The Dream Sociometric method as well as the individual IDL Interviewing protocols, take an extraordinarily “feminine” process, dreaming, and consciously, purposefully objectify it, but do so in a very feminine way. Instead of projecting onto the dream our interpretations, which is a very male thing to do, it has us become perspectives that are intrinsic to our experience in the dream, by identifying with one or another or many characters in the dream.

IDL extends this process to life as a whole, by approaching life issues as wake up calls and “dreams” in which we are subjectively enmeshed and by similarly objectifying and interviewing characters from them. The effectiveness of IDL and Dream Sociometry is precisely due to its ability to objectify in a way that honors and incorporates the feminine by becoming and giving voice to perspectives that are products of the feminine context of our nature.

It then further honors the feminine by subordinating our priorities to those of the triangulated recommendations of interviewed characters, as demonstrated in our life through the application of their recommendations. The result is androgyny – a marrying of the feminine and male attributes of experience in a methodical, deliberate way that is designed to neutralize personal blocks of all kinds, unleash emerging potentials, and support our collective evolution out of pain and into the light.
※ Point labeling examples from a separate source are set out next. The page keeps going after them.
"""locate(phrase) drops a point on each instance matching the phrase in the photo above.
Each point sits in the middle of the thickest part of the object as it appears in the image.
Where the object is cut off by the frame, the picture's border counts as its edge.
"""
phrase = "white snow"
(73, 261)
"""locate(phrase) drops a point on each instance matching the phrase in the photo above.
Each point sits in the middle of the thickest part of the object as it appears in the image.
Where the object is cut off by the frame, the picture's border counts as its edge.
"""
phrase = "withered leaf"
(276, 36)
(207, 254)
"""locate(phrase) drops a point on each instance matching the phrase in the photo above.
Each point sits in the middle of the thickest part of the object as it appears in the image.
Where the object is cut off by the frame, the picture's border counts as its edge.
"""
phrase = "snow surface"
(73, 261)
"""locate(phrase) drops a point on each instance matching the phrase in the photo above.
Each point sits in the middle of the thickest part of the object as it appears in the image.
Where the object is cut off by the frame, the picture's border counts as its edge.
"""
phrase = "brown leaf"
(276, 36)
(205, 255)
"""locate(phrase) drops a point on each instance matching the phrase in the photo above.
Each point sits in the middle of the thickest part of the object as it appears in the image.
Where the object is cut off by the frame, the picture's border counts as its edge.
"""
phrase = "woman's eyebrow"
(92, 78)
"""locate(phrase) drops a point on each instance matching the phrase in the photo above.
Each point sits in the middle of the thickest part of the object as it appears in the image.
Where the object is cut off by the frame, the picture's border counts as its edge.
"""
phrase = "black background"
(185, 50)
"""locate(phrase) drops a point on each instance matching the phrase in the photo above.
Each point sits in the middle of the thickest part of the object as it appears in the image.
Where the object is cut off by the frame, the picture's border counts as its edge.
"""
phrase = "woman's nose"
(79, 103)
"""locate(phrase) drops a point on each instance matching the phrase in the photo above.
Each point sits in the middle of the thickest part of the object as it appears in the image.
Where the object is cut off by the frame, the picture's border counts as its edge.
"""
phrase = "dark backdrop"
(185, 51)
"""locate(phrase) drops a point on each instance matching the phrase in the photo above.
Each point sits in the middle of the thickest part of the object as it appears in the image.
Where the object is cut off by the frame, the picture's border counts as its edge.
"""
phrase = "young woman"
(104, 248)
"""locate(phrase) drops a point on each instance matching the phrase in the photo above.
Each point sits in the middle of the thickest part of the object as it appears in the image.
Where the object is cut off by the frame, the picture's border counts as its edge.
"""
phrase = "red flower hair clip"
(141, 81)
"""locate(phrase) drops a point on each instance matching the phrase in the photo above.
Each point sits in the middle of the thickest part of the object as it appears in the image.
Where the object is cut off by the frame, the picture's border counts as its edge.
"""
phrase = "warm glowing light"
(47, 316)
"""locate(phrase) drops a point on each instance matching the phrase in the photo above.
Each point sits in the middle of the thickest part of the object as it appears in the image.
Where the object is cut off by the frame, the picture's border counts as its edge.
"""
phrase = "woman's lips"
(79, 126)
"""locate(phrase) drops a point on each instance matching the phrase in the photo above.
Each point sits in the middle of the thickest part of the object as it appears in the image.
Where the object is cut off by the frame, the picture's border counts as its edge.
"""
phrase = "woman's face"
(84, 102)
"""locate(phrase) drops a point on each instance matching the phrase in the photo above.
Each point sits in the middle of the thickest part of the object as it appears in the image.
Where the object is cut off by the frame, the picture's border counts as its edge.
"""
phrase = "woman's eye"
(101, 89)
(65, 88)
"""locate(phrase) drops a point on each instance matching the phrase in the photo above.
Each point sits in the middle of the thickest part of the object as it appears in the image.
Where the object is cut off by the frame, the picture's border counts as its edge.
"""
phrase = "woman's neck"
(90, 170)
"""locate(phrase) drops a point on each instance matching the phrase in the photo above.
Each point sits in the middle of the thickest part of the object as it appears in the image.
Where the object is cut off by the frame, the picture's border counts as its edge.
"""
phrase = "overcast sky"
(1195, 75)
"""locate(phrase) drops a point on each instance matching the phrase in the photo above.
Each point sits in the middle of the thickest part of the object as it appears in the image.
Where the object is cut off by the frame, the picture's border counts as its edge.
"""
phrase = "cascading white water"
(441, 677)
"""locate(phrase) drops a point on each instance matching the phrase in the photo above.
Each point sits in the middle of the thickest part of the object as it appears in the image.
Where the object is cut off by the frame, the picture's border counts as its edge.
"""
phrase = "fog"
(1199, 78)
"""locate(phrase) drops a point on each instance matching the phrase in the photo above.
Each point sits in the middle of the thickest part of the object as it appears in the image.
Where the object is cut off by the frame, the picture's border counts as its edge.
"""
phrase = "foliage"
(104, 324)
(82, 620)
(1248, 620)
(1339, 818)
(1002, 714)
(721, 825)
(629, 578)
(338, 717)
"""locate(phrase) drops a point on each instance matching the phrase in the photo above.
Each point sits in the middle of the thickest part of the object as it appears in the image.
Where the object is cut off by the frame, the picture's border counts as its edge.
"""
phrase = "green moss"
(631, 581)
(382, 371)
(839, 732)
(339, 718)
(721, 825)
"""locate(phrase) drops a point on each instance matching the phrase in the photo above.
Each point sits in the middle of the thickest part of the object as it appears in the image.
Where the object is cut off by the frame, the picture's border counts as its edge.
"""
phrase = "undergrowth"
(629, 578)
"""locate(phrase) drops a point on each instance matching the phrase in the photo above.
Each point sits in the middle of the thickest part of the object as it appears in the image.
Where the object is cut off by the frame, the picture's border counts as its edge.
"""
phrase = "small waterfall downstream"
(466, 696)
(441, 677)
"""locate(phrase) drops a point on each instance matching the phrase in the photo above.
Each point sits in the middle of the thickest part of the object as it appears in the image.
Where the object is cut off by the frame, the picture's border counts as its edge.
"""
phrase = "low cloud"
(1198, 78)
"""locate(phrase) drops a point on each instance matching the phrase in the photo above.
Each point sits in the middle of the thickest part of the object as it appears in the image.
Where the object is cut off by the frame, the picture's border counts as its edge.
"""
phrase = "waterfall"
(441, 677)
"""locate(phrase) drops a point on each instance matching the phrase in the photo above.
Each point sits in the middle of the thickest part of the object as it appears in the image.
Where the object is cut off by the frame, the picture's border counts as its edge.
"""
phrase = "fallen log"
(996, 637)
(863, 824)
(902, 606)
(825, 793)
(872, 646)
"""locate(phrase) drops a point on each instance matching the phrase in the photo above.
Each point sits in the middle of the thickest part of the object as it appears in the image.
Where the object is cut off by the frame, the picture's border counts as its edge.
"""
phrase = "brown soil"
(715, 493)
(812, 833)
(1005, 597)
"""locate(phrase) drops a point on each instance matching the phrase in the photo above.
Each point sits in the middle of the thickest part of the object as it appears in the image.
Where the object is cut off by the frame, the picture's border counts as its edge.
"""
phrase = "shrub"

Such identification, while powerful and highly supportive of our individual growth process, is not enough. That is why IDL contains elements for recognizing and reducing enslavement in script injunctions, cognitive distortions and life goals that do not reflect the priorities of emerging potentials. It is why IDL also teaches meditation and observation of breath. A multi-perspectival approach to healing, growth and transformation is necessary if we are to meet the multiple, severe challenges that we as a species have created for ourselves. All of these one components of IDL, of which Dream Sociometry is one aspect, are explained in Waking Up.